Department of Nephrology, Dialysis and Multiorgan Transplantation, University Hospital, Toulouse, France.
Clin J Am Soc Nephrol. 2011 Nov;6(11):2696-704. doi: 10.2215/CJN.00270111. Epub 2011 Sep 15.
Renal transplant recipients with pre-existing diabetes (PD) have reduced graft survival and increased risk of mortality and ischemic heart disease compared with nondiabetic transplant recipients. To assess the effect of belatacept in this high-risk group, we evaluated outcomes of the subpopulation with PD from previously published BENEFIT and BENEFIT-EXT trials.
DESIGN, SETTING, PARTICIPANTS, & MEASUREMENTS: A post hoc analysis evaluated pooled data from BENEFIT (living donors or standard criteria donors) and BENEFIT-EXT (extended criteria donors). Patients were randomized to receive cyclosporine or a more intensive (MI) or less intensive (LI) belatacept regimen.
Of 1209 intent-to-treat patients, 336 had PD. At 12 months, the belatacept LI arm demonstrated a numerically higher rate of patients surviving with a functioning graft (90.4% MI [103 of 114], 92.8% LI [90 of 97], and 80.8% cyclosporine [101 of 125]), and fewer serious adverse events than cyclosporine or MI patients. Three cases of posttransplant lymphoproliferative disorder were reported in LI patients, one involving the central nervous system. Higher rates (% [95% confidence interval]: 22.8% MI [15.1 to 30.5]; 20.6% LI [12.6 to 28.7]; 14.4% cyclosporine (8.2 to 20.6]) and grades of acute rejection were observed with belatacept. Measured GFR (ml/min per 1.73 m(2), 59.8 MI; 62.5 LI; 45.4 cyclosporine), and cardiovascular risk profile were better for belatacept versus cyclosporine.
In post hoc analysis of patients with PD, patient/graft survival and renal function at 12 months were numerically higher with belatacept versus cyclosporine, but not statistically significant.
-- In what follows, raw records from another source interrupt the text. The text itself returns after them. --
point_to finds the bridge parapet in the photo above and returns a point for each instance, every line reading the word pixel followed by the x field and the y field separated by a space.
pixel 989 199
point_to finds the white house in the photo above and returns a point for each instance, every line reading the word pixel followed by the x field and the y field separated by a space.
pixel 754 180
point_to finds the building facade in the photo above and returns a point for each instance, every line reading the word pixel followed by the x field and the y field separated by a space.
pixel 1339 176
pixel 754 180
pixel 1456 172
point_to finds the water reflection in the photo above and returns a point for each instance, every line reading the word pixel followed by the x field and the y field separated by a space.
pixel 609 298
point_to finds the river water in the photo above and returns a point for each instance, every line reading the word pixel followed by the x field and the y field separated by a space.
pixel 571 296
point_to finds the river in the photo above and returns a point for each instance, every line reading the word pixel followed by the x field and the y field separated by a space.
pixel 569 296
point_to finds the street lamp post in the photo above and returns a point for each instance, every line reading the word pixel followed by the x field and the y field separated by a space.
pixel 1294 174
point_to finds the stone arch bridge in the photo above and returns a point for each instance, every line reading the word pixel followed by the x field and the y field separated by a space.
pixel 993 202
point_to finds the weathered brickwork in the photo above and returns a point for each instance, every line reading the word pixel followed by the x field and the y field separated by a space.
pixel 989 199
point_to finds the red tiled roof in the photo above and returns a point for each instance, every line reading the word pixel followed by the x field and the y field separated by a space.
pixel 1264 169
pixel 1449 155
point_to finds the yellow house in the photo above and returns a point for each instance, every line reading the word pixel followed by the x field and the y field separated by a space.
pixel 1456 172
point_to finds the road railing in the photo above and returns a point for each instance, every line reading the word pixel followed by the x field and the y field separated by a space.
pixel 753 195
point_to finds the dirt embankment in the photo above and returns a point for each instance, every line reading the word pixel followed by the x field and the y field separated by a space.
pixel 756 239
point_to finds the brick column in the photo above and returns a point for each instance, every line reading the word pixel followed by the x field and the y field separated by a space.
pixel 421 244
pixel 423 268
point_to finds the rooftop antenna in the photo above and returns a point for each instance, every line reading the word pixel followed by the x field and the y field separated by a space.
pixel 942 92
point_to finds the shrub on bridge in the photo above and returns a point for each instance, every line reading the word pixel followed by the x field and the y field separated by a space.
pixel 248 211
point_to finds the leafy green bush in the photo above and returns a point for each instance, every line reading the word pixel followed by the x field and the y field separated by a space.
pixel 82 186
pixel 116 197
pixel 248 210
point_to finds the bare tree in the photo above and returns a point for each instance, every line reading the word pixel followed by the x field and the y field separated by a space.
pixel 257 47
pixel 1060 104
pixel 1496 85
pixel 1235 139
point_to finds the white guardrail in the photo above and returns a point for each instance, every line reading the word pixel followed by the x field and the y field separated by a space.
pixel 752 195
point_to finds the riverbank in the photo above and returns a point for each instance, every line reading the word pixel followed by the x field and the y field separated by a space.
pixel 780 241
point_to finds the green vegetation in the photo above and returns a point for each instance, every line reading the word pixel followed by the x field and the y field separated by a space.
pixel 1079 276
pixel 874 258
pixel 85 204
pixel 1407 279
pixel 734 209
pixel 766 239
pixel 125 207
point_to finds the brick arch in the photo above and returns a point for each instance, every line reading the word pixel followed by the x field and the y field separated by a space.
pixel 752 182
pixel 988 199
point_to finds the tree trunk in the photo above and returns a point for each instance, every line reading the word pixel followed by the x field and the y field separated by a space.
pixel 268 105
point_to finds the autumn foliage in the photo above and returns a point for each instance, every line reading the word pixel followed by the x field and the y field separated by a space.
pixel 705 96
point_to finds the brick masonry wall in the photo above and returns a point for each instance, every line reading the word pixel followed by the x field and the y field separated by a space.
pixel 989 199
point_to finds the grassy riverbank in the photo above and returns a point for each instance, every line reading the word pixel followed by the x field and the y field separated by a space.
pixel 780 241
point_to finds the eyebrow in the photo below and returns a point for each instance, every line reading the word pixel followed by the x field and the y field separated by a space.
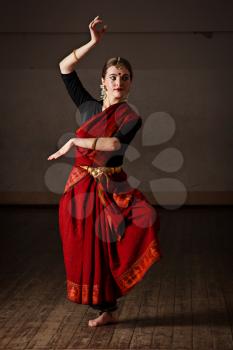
pixel 118 74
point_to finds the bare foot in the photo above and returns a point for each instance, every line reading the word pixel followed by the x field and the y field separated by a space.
pixel 104 318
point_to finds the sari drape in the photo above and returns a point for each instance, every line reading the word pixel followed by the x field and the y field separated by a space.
pixel 109 230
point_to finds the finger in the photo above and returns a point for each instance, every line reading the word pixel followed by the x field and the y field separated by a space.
pixel 95 22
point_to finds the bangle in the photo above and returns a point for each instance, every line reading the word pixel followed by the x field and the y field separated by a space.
pixel 94 143
pixel 75 55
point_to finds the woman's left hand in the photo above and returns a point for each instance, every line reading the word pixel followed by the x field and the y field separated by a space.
pixel 63 150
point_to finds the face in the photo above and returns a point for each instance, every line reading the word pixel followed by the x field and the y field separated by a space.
pixel 117 82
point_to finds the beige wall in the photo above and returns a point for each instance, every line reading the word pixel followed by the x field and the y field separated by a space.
pixel 182 81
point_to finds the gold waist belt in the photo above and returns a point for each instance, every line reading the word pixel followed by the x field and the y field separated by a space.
pixel 96 171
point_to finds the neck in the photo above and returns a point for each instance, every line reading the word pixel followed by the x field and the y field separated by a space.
pixel 107 102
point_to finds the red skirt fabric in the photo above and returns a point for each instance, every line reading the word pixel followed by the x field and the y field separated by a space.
pixel 99 267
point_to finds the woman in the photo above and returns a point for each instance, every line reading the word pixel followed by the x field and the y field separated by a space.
pixel 108 229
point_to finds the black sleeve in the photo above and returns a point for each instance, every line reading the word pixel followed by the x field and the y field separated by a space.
pixel 76 89
pixel 127 133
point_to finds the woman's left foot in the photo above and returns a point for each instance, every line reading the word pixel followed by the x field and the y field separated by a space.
pixel 104 318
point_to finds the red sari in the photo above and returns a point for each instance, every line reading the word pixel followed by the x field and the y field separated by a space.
pixel 108 228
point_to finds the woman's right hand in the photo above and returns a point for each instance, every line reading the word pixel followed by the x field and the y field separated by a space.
pixel 96 35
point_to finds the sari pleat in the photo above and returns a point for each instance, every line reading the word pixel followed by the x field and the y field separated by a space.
pixel 109 230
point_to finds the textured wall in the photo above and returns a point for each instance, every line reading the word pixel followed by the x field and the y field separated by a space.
pixel 182 89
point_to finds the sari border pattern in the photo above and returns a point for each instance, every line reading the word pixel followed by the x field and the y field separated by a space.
pixel 138 269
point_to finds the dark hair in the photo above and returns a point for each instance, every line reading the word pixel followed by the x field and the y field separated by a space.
pixel 113 62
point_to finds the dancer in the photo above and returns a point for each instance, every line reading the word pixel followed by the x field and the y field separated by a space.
pixel 109 230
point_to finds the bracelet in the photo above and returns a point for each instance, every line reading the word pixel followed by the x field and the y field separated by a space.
pixel 75 55
pixel 94 143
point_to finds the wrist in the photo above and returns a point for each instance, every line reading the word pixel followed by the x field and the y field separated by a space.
pixel 93 43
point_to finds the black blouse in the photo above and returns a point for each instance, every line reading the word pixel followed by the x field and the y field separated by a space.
pixel 89 106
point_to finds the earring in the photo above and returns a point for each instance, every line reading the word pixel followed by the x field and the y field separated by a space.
pixel 102 92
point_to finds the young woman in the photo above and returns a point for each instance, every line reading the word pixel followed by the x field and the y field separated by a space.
pixel 108 228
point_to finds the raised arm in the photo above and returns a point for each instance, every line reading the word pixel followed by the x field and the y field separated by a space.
pixel 68 63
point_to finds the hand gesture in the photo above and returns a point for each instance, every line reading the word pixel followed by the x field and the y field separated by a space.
pixel 96 35
pixel 63 150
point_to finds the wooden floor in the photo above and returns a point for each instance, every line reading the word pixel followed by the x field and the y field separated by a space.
pixel 184 301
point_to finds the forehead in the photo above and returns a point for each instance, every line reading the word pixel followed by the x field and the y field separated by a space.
pixel 117 70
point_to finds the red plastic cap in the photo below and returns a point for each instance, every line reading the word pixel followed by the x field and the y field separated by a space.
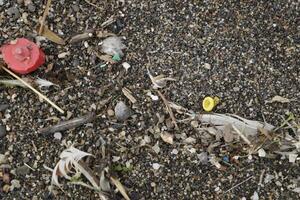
pixel 22 56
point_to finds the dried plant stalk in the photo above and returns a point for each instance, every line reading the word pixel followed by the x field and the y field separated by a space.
pixel 44 16
pixel 34 90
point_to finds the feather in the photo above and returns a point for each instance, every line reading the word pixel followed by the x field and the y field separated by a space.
pixel 247 127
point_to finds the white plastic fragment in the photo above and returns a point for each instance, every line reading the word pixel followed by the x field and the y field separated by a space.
pixel 174 152
pixel 156 166
pixel 255 196
pixel 261 153
pixel 126 66
pixel 292 157
pixel 113 45
pixel 57 135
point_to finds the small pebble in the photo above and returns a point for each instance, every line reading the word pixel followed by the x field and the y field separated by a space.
pixel 3 159
pixel 2 131
pixel 207 66
pixel 194 124
pixel 126 66
pixel 122 112
pixel 22 170
pixel 13 12
pixel 174 152
pixel 110 112
pixel 203 158
pixel 15 184
pixel 57 135
pixel 31 7
pixel 156 166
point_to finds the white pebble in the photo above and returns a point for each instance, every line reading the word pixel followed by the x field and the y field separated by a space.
pixel 126 66
pixel 174 152
pixel 57 135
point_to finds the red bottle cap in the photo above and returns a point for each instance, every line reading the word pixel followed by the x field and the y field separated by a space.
pixel 22 56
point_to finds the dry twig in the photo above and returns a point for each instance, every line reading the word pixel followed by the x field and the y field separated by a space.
pixel 166 102
pixel 42 22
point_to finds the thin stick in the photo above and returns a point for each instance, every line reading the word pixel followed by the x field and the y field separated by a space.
pixel 241 135
pixel 168 109
pixel 34 90
pixel 261 179
pixel 239 184
pixel 90 3
pixel 44 16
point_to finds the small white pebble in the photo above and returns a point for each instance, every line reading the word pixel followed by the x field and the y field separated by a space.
pixel 156 166
pixel 57 135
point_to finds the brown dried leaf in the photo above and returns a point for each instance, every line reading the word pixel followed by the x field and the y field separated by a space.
pixel 167 137
pixel 128 94
pixel 47 33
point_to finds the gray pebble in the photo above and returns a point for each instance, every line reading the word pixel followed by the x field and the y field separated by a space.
pixel 22 171
pixel 2 131
pixel 13 12
pixel 122 112
pixel 31 7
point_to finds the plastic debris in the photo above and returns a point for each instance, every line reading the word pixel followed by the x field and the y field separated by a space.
pixel 113 46
pixel 22 56
pixel 209 103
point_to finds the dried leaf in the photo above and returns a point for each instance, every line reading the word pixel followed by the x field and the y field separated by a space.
pixel 128 94
pixel 167 137
pixel 47 33
pixel 120 187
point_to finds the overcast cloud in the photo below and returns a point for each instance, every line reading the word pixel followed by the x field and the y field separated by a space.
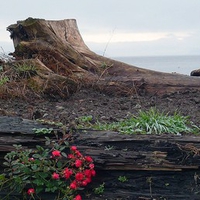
pixel 116 27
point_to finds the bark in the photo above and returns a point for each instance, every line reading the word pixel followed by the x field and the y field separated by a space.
pixel 156 166
pixel 59 46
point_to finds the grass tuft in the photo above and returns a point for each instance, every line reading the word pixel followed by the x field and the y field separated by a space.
pixel 148 122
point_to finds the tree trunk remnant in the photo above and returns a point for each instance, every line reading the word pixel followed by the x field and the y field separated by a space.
pixel 59 46
pixel 155 166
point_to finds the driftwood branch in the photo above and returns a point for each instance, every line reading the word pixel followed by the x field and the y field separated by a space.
pixel 156 166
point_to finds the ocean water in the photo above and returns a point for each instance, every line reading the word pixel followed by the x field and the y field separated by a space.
pixel 170 64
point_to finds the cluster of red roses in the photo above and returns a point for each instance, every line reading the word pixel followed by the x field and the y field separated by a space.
pixel 79 172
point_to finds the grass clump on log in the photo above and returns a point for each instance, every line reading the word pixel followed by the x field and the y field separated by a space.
pixel 146 122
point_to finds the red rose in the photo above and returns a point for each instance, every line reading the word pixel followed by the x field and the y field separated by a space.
pixel 73 185
pixel 88 159
pixel 79 176
pixel 55 176
pixel 93 172
pixel 91 166
pixel 78 163
pixel 56 153
pixel 30 191
pixel 67 173
pixel 73 148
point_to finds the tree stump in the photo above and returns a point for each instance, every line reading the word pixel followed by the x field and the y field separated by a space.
pixel 58 46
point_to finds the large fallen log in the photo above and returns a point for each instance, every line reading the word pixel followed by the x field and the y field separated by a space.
pixel 59 46
pixel 155 166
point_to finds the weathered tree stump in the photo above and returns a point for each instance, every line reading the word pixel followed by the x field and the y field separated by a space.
pixel 156 166
pixel 58 46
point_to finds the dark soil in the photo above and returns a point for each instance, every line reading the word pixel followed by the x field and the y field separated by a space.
pixel 102 107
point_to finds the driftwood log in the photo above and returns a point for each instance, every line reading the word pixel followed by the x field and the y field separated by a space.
pixel 58 46
pixel 156 166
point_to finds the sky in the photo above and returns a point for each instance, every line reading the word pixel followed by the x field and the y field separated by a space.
pixel 114 27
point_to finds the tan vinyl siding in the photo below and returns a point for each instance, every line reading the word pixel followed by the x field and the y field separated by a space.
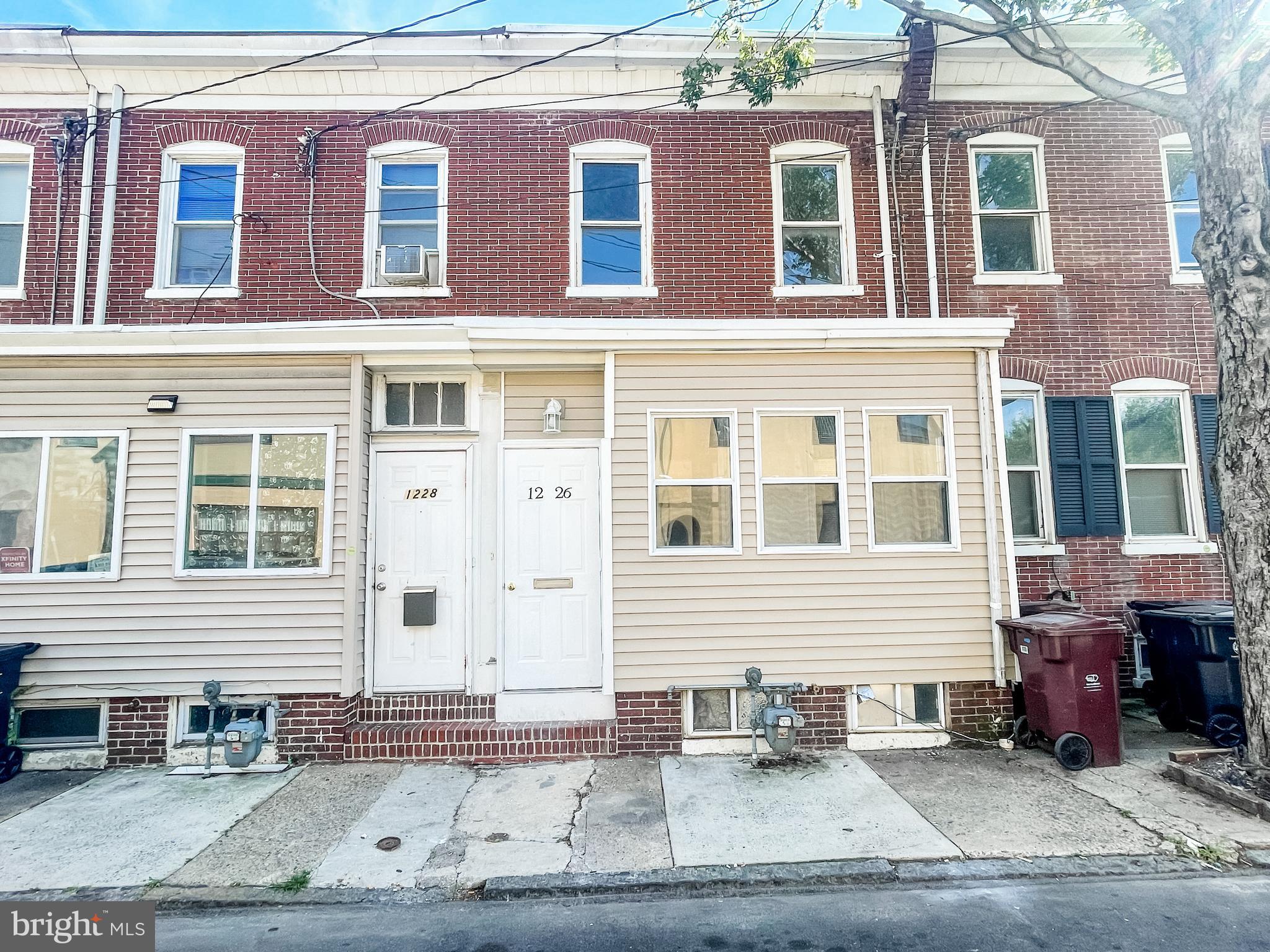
pixel 149 632
pixel 525 395
pixel 828 619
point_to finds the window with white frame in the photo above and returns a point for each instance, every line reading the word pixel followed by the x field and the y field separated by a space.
pixel 815 248
pixel 426 404
pixel 16 162
pixel 406 221
pixel 1183 197
pixel 908 464
pixel 69 724
pixel 257 500
pixel 1157 467
pixel 801 480
pixel 897 707
pixel 61 505
pixel 1023 415
pixel 611 220
pixel 200 203
pixel 1009 205
pixel 695 494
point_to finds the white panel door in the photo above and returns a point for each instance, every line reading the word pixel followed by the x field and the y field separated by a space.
pixel 420 541
pixel 551 569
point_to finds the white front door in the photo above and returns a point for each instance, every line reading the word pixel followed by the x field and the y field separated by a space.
pixel 420 544
pixel 551 569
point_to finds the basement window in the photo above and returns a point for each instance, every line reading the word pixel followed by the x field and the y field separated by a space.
pixel 907 707
pixel 50 726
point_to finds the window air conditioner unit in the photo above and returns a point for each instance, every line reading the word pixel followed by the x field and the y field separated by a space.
pixel 408 265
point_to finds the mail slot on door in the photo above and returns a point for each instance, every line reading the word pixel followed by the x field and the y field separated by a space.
pixel 419 606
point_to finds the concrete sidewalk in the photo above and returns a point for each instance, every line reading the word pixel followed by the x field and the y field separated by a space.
pixel 456 827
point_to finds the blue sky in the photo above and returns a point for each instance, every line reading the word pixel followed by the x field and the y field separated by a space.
pixel 873 15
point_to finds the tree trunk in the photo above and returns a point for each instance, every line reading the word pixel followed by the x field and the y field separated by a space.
pixel 1231 248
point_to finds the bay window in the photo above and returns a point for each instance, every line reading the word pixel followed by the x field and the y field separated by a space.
pixel 911 490
pixel 61 505
pixel 801 480
pixel 695 499
pixel 257 501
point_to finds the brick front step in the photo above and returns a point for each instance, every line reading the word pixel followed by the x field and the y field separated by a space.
pixel 481 742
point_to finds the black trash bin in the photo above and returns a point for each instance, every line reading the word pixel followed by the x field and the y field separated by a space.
pixel 1196 666
pixel 11 667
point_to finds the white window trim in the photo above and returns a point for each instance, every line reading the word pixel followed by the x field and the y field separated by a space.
pixel 19 154
pixel 737 729
pixel 179 571
pixel 1047 540
pixel 653 483
pixel 815 154
pixel 1014 143
pixel 42 507
pixel 901 724
pixel 1178 143
pixel 840 480
pixel 614 151
pixel 1196 540
pixel 183 708
pixel 406 152
pixel 471 403
pixel 65 744
pixel 954 544
pixel 169 186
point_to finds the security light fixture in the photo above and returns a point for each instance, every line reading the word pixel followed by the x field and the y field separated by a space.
pixel 551 415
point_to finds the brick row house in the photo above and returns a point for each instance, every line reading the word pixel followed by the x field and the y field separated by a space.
pixel 471 412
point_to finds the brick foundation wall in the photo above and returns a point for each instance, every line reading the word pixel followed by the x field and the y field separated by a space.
pixel 314 726
pixel 136 731
pixel 981 708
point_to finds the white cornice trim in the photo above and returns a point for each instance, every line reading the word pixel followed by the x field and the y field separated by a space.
pixel 507 334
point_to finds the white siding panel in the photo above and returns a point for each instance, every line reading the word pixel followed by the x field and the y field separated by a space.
pixel 832 619
pixel 149 632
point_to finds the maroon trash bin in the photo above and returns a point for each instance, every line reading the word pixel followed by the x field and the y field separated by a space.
pixel 1070 668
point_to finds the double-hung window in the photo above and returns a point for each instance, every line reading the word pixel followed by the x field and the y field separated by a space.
pixel 1157 466
pixel 801 490
pixel 406 221
pixel 1023 413
pixel 200 205
pixel 257 501
pixel 611 221
pixel 815 247
pixel 61 505
pixel 908 465
pixel 695 499
pixel 1010 209
pixel 1183 197
pixel 16 162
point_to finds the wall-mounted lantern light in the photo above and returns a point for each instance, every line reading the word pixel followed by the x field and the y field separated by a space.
pixel 551 415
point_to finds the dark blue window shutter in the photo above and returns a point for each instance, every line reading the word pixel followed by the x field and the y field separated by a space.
pixel 1082 455
pixel 1206 428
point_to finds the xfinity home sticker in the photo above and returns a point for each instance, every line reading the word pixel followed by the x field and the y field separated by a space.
pixel 97 927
Further study is necessary to confirm the benefits belatacept may provide in these patients.
与非糖尿病移植受者相比,患有预先存在糖尿病(PD)的肾移植受者移植物存活率降低,死亡率和缺血性心脏病风险增加。为了评估贝那普利特在这一高危人群中的效果,我们评估了先前发表的 BENEFIT 和 BENEFIT-EXT 试验中 PD 亚组的结果。
设计、地点、参与者和测量:一项事后分析评估了 BENEFIT(活体供者或标准标准供者)和 BENEFIT-EXT(扩展标准供者)的汇总数据。患者被随机分配接受环孢素或更强化(MI)或更弱强化(LI)贝那普利特方案。
在 1209 名意向治疗患者中,336 例患有 PD。在 12 个月时,贝那普利特 LI 组显示出具有更高功能移植物存活率的患者数量(MI[103/114]为 90.4%,LI[90/97]为 92.8%,环孢素[101/125]为 80.8%),且严重不良事件发生率低于环孢素或 MI 患者。LI 患者报告了 3 例移植后淋巴增殖性疾病,其中 1 例涉及中枢神经系统。更高的发生率(%[95%置信区间]:MI[15.1 至 30.5]为 22.8%;LI[12.6 至 28.7]为 20.6%;环孢素[8.2 至 20.6]为 14.4%)和急性排斥反应的等级与贝那普利特有关。与环孢素相比,贝那普利特的估算肾小球滤过率(ml/min/1.73m2,59.8 MI;62.5 LI;45.4 环孢素)和心血管风险状况更好。
在 PD 患者的事后分析中,与环孢素相比,贝那普利特在 12 个月时的患者/移植物存活率和肾功能更高,但无统计学意义。需要进一步研究来证实贝那普利特在这些患者中的益处。